Taking a deep breath, I forced myself to speak. “Is your sister the one who tells you who to kill?”
Faruhar picked up the dirty bandages. “She’s none of your business.”
I huffed, the force painful on my wrapped chest. “Anyone who had a hand in killing the people I love is my business. Who do you work with?”
She shook her head out with a nervous laugh, removing the blanket on my legs, starting to unwind the fabric around my splinted leg.
“Don’t you fucking say you don’t remember. You must know that much.” I crossed my arms, glaring. “Who is Bria?”
“If you still want to die, keep talking about her. Maybe we can work something out.” She met my gaze with defiance until her eyes flicked down to my bare groin.
Nope, no bandages there. I stared back, unshaken until she looked away. Embarrassed, I hope.
She hustled across the room, grabbing a handful of fabric and throwing it hard at my lap.
“Ow!” I unfurled the unfamiliar fabric to see an oversized set of drawstring pants, worn and moth-eaten, but clean. But unlike what I had on when I challenged her, these were loose enough to fit over the splints on my legs.
“What do you mean ‘ow’? It’s just flax,” she said.
“So are riding crops, and I’d prefer those off my groin.”
She snorted. “As masochistic as you were when you fought me, that’s a surprise.”
My mouth fell open at the bemused twinkle in her eyes. “There’s something really wrong with you.”
That crushed her smirk. “I know.”
My hand covered my heated face.
“I’m terrible at talking to people. I’m sorry.
” Her words tumbled out. “Just keep reminding me how much you hate me, and I’ll remember to say as little as possible.
” She let out a nervous chuckle and wiped the hair out of her eyes.
“I’m going to go look for some more herbs.

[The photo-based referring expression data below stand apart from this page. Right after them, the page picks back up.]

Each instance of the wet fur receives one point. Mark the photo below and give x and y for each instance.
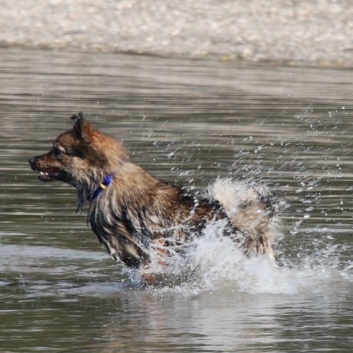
(138, 212)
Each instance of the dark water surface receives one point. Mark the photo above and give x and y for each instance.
(187, 122)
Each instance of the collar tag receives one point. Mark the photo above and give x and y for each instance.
(102, 186)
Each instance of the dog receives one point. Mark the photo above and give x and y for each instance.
(132, 212)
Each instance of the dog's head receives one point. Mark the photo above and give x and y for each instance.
(82, 154)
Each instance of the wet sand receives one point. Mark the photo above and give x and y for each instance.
(298, 32)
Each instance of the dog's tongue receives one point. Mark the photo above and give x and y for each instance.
(47, 175)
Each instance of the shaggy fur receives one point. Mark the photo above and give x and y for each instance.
(137, 212)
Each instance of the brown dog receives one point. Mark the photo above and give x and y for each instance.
(131, 212)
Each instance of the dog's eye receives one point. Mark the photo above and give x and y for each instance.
(56, 152)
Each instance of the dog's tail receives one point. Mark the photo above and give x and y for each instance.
(252, 209)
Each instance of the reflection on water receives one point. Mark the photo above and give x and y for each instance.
(186, 122)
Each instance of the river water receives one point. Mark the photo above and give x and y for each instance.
(187, 122)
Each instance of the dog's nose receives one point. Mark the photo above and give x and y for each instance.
(32, 162)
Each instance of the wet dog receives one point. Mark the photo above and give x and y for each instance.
(131, 212)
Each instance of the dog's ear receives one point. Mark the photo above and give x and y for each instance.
(81, 126)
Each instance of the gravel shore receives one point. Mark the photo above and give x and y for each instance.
(318, 32)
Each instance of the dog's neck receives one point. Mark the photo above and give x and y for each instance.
(89, 191)
(107, 179)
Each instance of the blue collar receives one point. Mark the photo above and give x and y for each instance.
(102, 186)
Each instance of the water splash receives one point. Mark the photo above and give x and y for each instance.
(214, 263)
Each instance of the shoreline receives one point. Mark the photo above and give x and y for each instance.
(286, 32)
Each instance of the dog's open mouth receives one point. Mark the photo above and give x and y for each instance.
(49, 174)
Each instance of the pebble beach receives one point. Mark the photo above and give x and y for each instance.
(318, 32)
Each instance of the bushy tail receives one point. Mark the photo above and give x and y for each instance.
(252, 209)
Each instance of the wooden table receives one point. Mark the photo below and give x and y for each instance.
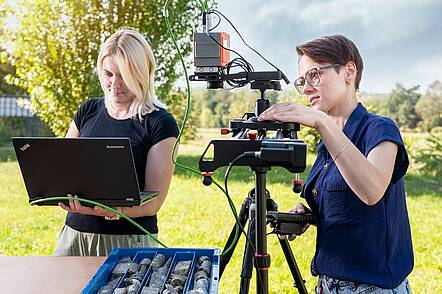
(46, 274)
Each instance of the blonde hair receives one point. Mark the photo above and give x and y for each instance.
(136, 63)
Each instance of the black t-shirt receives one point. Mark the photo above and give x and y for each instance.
(93, 120)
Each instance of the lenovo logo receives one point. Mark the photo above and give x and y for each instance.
(24, 147)
(114, 146)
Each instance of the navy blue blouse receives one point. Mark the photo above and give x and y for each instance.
(355, 241)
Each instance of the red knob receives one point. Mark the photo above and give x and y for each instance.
(252, 136)
(225, 131)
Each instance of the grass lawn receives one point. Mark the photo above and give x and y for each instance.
(198, 216)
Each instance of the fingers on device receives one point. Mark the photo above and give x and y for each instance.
(99, 169)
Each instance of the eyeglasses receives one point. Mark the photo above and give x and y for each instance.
(312, 77)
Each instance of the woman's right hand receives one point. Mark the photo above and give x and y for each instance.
(301, 209)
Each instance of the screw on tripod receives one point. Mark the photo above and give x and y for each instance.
(297, 184)
(207, 178)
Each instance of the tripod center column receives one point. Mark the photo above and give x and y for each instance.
(262, 257)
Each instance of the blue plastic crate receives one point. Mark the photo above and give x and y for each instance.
(103, 274)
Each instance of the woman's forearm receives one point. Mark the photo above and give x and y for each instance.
(367, 179)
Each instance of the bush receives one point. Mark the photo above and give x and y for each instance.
(429, 157)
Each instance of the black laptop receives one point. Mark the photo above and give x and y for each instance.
(99, 169)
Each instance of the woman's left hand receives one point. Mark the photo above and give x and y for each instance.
(293, 112)
(76, 207)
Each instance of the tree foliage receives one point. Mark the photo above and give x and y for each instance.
(54, 46)
(400, 106)
(429, 107)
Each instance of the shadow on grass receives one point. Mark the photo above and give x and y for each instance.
(418, 185)
(238, 173)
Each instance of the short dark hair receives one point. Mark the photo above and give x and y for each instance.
(333, 49)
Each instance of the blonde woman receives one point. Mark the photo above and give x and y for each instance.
(126, 69)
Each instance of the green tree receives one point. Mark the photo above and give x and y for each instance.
(400, 106)
(309, 135)
(54, 47)
(429, 107)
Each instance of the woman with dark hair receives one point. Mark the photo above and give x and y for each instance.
(355, 187)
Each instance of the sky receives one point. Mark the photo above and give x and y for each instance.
(400, 40)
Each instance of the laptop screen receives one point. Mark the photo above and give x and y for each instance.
(100, 169)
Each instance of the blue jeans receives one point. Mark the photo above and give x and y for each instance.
(327, 285)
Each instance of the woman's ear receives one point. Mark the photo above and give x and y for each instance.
(350, 70)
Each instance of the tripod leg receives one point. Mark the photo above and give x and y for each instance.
(262, 257)
(248, 258)
(243, 216)
(299, 282)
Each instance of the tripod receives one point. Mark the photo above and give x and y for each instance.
(254, 209)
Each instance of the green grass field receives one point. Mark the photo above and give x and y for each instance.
(198, 216)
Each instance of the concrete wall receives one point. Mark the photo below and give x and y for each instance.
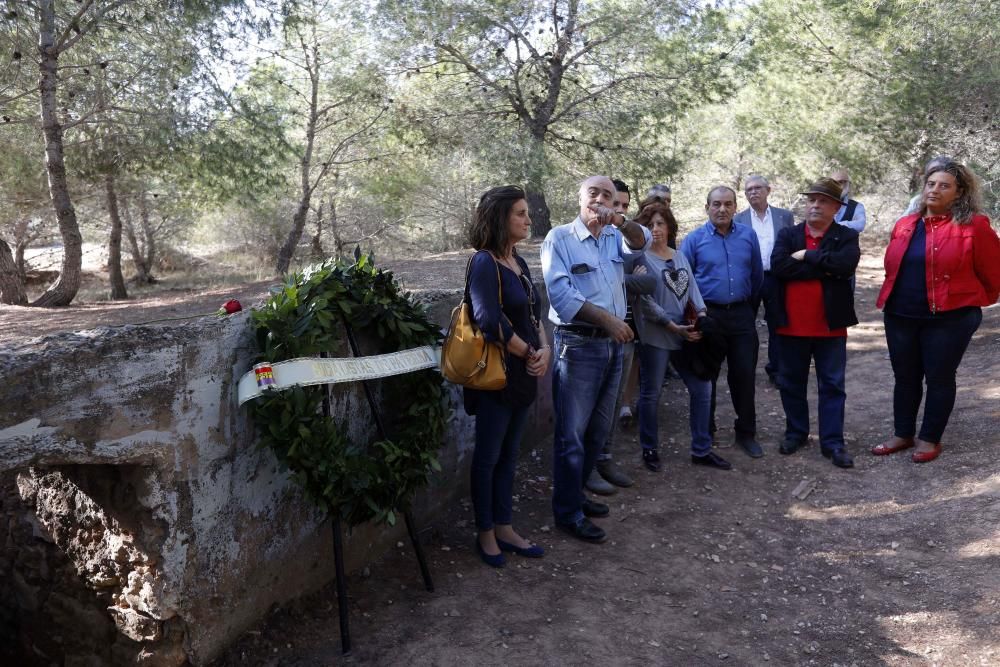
(133, 462)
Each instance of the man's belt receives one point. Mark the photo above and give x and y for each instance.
(726, 306)
(582, 330)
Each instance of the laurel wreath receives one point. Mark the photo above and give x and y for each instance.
(304, 317)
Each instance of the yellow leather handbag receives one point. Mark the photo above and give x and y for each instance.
(467, 358)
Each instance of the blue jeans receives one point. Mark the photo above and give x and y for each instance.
(628, 352)
(738, 326)
(585, 381)
(928, 349)
(830, 355)
(498, 438)
(699, 411)
(652, 365)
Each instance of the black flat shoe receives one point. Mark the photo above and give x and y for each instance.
(497, 560)
(583, 530)
(791, 446)
(533, 551)
(594, 509)
(712, 460)
(839, 457)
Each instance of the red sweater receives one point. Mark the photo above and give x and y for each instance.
(963, 262)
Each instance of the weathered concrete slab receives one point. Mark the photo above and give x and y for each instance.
(133, 460)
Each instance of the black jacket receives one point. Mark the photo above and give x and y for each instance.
(704, 357)
(833, 264)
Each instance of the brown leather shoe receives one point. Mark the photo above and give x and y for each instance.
(926, 457)
(892, 446)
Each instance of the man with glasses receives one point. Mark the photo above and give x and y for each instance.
(607, 476)
(582, 264)
(852, 212)
(725, 261)
(766, 221)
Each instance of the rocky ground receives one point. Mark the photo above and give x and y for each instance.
(890, 563)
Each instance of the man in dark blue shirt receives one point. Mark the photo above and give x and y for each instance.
(726, 262)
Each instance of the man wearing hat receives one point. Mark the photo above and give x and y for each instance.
(814, 264)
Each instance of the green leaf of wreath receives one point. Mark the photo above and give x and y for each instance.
(360, 481)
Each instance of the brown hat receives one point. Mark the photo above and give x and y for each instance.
(825, 186)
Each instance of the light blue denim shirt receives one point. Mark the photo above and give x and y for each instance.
(579, 268)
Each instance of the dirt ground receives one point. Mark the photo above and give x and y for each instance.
(890, 563)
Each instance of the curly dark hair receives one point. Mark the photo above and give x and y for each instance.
(645, 218)
(489, 224)
(970, 199)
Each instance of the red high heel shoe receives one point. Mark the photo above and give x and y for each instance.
(887, 447)
(926, 457)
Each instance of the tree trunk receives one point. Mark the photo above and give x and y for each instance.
(288, 249)
(538, 209)
(11, 285)
(142, 276)
(148, 235)
(64, 289)
(299, 219)
(22, 270)
(541, 221)
(118, 291)
(317, 244)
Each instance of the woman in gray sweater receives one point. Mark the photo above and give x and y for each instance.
(663, 327)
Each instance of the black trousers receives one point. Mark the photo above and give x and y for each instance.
(927, 350)
(737, 325)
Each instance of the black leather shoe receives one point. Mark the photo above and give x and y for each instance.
(583, 530)
(610, 471)
(751, 447)
(790, 446)
(594, 509)
(712, 460)
(839, 457)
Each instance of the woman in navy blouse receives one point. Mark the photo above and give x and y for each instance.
(501, 221)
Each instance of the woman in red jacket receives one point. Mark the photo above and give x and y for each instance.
(941, 266)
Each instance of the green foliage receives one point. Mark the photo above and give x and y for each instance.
(304, 318)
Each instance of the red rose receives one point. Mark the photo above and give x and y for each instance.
(230, 307)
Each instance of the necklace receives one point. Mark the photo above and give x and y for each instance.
(510, 263)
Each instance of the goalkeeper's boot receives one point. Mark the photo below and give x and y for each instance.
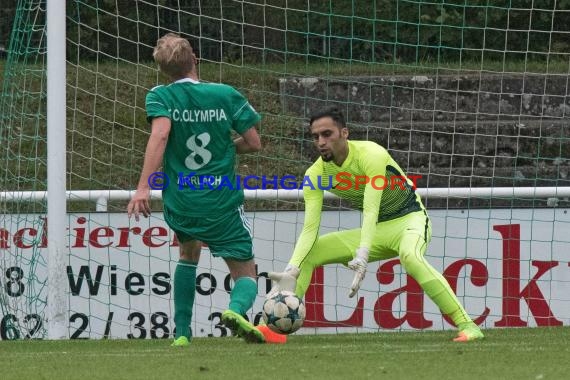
(271, 336)
(468, 332)
(181, 341)
(241, 327)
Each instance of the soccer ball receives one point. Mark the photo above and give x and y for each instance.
(284, 313)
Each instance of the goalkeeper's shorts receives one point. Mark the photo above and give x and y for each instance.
(227, 235)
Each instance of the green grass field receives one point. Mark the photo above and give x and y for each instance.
(524, 353)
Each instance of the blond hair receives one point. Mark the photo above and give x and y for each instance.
(174, 55)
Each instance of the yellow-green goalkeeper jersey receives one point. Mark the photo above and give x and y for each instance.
(388, 193)
(200, 154)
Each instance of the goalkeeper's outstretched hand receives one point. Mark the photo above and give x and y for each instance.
(358, 265)
(286, 280)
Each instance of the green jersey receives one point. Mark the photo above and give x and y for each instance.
(370, 179)
(200, 154)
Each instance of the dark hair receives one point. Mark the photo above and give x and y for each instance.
(333, 112)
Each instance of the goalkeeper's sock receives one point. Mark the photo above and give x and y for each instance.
(243, 294)
(184, 293)
(441, 294)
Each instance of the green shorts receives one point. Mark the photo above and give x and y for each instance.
(227, 235)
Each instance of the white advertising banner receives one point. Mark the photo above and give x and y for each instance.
(508, 267)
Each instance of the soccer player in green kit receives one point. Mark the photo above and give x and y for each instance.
(191, 138)
(394, 223)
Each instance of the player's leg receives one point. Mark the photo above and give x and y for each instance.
(242, 297)
(229, 237)
(185, 290)
(414, 237)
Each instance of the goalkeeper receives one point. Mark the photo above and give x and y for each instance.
(191, 126)
(394, 224)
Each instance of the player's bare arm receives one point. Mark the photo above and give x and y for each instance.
(154, 153)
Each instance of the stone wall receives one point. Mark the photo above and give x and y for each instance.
(473, 131)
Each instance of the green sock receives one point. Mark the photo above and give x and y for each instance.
(184, 292)
(243, 294)
(441, 294)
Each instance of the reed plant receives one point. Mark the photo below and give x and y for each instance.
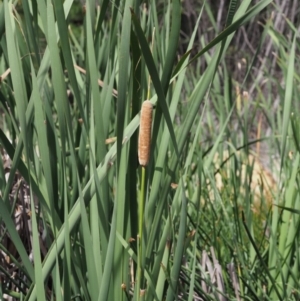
(198, 207)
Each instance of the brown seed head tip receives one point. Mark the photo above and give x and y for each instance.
(145, 133)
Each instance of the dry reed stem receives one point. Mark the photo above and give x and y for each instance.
(145, 133)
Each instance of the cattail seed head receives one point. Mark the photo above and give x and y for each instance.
(145, 133)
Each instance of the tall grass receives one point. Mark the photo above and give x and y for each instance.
(220, 220)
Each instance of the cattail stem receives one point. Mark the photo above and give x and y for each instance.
(140, 268)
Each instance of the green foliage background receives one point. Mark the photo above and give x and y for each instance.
(215, 214)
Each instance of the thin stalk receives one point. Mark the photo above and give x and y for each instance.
(140, 237)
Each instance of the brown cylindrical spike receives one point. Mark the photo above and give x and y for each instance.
(145, 133)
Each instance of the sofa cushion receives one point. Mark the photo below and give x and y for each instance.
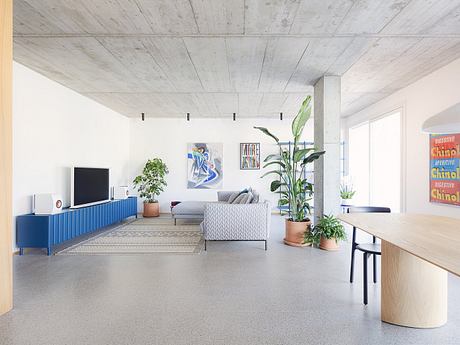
(255, 197)
(233, 197)
(189, 207)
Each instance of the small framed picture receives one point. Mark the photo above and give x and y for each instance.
(249, 156)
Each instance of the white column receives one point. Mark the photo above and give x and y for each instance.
(327, 137)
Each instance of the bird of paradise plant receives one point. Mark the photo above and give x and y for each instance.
(295, 190)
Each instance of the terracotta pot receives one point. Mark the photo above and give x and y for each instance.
(328, 244)
(151, 209)
(295, 233)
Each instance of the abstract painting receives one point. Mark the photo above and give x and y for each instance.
(205, 165)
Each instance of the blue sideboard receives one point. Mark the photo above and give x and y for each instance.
(47, 231)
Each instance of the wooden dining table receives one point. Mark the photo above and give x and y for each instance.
(417, 252)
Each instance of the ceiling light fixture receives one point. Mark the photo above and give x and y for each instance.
(446, 122)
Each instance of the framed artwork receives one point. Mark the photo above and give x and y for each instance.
(249, 156)
(205, 165)
(445, 169)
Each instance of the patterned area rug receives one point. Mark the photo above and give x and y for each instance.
(143, 236)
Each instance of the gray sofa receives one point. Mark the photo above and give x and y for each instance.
(228, 222)
(195, 209)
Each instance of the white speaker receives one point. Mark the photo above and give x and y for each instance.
(47, 203)
(120, 193)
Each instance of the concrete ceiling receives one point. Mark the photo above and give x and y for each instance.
(215, 57)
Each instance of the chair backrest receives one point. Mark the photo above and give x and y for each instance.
(366, 209)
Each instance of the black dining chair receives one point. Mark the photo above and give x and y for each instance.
(368, 249)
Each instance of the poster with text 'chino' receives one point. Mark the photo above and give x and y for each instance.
(445, 169)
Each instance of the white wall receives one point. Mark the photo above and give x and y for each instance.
(55, 128)
(167, 139)
(418, 101)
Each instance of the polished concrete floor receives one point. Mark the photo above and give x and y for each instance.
(236, 293)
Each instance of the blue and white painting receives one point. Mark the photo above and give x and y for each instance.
(205, 165)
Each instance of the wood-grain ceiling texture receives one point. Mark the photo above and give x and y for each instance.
(215, 57)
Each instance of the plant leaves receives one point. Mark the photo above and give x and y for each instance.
(275, 185)
(312, 157)
(300, 154)
(267, 132)
(298, 124)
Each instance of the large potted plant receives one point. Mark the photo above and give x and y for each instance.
(150, 184)
(327, 233)
(294, 190)
(347, 191)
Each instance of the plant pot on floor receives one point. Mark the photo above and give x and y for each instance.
(151, 209)
(328, 243)
(295, 233)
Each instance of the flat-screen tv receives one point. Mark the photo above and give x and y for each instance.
(89, 186)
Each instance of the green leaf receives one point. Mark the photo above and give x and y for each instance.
(272, 172)
(312, 157)
(275, 185)
(300, 154)
(267, 132)
(301, 119)
(283, 201)
(272, 157)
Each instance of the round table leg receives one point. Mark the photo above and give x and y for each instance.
(414, 292)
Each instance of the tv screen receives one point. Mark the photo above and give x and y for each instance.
(89, 186)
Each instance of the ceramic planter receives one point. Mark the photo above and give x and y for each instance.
(151, 209)
(295, 233)
(328, 244)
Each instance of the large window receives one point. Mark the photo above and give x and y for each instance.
(375, 162)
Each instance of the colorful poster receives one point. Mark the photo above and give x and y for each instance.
(205, 167)
(445, 169)
(249, 156)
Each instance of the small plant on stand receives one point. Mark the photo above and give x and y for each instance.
(327, 233)
(346, 191)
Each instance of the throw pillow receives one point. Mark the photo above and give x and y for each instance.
(232, 197)
(249, 198)
(255, 197)
(239, 198)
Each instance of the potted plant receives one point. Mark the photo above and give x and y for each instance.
(150, 184)
(346, 191)
(295, 190)
(327, 233)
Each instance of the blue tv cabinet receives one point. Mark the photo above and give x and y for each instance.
(47, 231)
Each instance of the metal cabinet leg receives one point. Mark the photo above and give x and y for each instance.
(365, 257)
(375, 267)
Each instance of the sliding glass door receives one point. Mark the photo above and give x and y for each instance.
(375, 161)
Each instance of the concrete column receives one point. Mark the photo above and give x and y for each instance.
(327, 137)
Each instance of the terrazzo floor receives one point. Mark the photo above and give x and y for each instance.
(235, 293)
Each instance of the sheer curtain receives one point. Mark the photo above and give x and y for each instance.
(375, 162)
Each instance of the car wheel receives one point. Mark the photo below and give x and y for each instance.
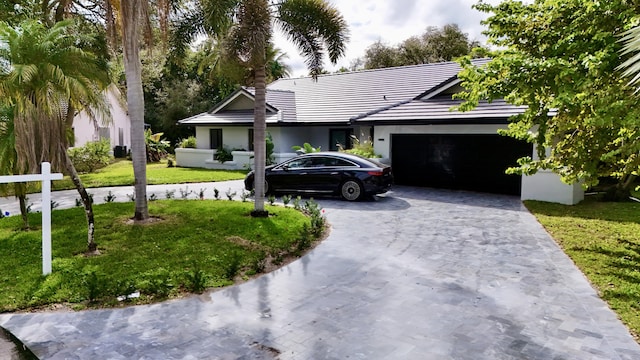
(351, 190)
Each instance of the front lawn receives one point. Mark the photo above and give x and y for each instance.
(196, 244)
(121, 173)
(603, 239)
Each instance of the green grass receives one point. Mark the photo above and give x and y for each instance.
(121, 173)
(603, 240)
(208, 243)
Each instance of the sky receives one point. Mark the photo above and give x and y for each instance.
(391, 21)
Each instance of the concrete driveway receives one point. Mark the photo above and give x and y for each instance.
(417, 274)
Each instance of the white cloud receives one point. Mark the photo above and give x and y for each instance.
(392, 22)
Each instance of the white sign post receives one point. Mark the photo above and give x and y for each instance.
(45, 177)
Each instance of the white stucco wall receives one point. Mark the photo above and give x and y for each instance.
(86, 129)
(543, 186)
(233, 137)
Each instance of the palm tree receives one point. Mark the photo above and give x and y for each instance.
(312, 25)
(44, 79)
(9, 160)
(130, 15)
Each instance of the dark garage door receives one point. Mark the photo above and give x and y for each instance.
(466, 162)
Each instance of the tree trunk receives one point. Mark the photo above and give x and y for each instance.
(130, 10)
(92, 247)
(260, 150)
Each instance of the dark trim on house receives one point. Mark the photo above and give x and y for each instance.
(379, 110)
(452, 121)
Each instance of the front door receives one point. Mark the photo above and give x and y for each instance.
(340, 138)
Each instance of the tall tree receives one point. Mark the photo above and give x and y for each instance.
(434, 45)
(131, 12)
(44, 79)
(312, 25)
(561, 56)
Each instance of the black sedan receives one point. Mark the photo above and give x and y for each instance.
(330, 173)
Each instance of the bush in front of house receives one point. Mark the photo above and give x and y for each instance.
(361, 148)
(92, 156)
(188, 143)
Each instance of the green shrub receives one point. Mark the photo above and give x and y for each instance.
(223, 154)
(306, 148)
(188, 143)
(94, 155)
(157, 148)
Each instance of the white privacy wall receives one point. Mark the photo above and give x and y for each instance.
(543, 186)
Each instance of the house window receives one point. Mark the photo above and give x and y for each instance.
(340, 136)
(120, 136)
(215, 138)
(104, 133)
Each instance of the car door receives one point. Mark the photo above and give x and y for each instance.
(290, 176)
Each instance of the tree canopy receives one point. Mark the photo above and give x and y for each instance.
(560, 56)
(434, 45)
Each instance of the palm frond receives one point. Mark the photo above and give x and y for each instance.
(314, 26)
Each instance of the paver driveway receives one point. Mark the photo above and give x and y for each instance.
(418, 274)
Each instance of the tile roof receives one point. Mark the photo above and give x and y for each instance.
(389, 94)
(235, 117)
(437, 110)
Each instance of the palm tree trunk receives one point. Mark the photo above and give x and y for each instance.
(22, 199)
(92, 247)
(259, 132)
(135, 100)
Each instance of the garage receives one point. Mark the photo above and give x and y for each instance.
(475, 162)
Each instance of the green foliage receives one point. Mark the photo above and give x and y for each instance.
(169, 194)
(196, 251)
(560, 56)
(270, 159)
(93, 283)
(306, 238)
(361, 148)
(156, 146)
(92, 156)
(223, 154)
(306, 148)
(196, 279)
(156, 282)
(110, 197)
(316, 214)
(120, 173)
(230, 194)
(286, 199)
(296, 203)
(435, 45)
(188, 143)
(184, 194)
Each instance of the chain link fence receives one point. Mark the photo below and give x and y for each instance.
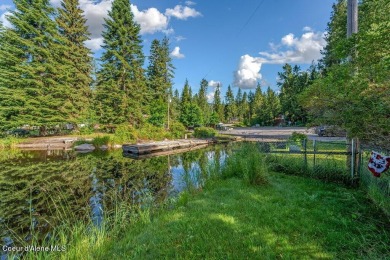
(335, 161)
(378, 188)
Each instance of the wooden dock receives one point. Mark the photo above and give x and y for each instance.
(155, 147)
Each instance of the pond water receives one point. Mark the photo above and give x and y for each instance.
(41, 189)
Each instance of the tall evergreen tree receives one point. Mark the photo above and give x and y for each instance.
(292, 82)
(270, 108)
(159, 74)
(203, 102)
(353, 90)
(121, 81)
(244, 107)
(76, 58)
(186, 95)
(31, 74)
(218, 108)
(230, 105)
(238, 102)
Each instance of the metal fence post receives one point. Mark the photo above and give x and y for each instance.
(305, 152)
(314, 152)
(352, 158)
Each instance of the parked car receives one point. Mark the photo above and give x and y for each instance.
(331, 130)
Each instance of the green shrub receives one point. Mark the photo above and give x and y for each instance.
(152, 132)
(124, 133)
(297, 137)
(248, 163)
(101, 140)
(204, 132)
(9, 142)
(177, 129)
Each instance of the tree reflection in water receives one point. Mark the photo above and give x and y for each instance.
(41, 189)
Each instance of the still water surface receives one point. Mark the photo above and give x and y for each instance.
(41, 189)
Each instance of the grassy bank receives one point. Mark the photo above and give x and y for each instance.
(242, 212)
(291, 217)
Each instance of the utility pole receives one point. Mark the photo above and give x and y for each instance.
(352, 17)
(353, 144)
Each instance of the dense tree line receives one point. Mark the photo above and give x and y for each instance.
(352, 89)
(46, 71)
(47, 77)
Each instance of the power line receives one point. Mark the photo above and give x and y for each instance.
(250, 17)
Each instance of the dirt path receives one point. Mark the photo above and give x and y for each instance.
(275, 133)
(49, 143)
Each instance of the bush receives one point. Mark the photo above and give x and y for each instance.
(249, 164)
(298, 137)
(124, 133)
(204, 132)
(101, 140)
(151, 132)
(177, 129)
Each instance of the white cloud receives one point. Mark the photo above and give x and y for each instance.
(288, 39)
(4, 7)
(293, 49)
(214, 84)
(94, 44)
(189, 3)
(182, 12)
(150, 20)
(301, 50)
(179, 38)
(168, 31)
(176, 53)
(248, 72)
(210, 97)
(4, 20)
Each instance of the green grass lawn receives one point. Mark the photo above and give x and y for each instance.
(291, 217)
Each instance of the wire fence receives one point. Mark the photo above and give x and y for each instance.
(336, 161)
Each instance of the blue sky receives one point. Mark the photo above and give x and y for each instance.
(231, 42)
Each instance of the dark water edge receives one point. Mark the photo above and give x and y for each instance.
(40, 190)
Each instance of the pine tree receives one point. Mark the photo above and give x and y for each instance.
(121, 81)
(245, 109)
(270, 106)
(31, 74)
(203, 102)
(186, 95)
(230, 105)
(238, 101)
(257, 106)
(159, 73)
(218, 109)
(76, 58)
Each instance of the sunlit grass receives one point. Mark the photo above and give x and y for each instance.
(292, 217)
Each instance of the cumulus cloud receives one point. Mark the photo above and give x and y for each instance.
(4, 7)
(94, 44)
(189, 3)
(4, 20)
(293, 49)
(214, 84)
(176, 53)
(150, 20)
(248, 73)
(179, 38)
(210, 97)
(182, 12)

See if you can get your pants on without breaking a bone. Then stir that stew, please.”
She gathered her weapons and moved toward the door. I got a twinge of a headache just looking at her. The fear, anger and hate I once thought limitless sputtered in the space between us, replaced by a sharp sense of who-the-fuck-knows-what.
“Thank you,” I said, failing to keep those words caged.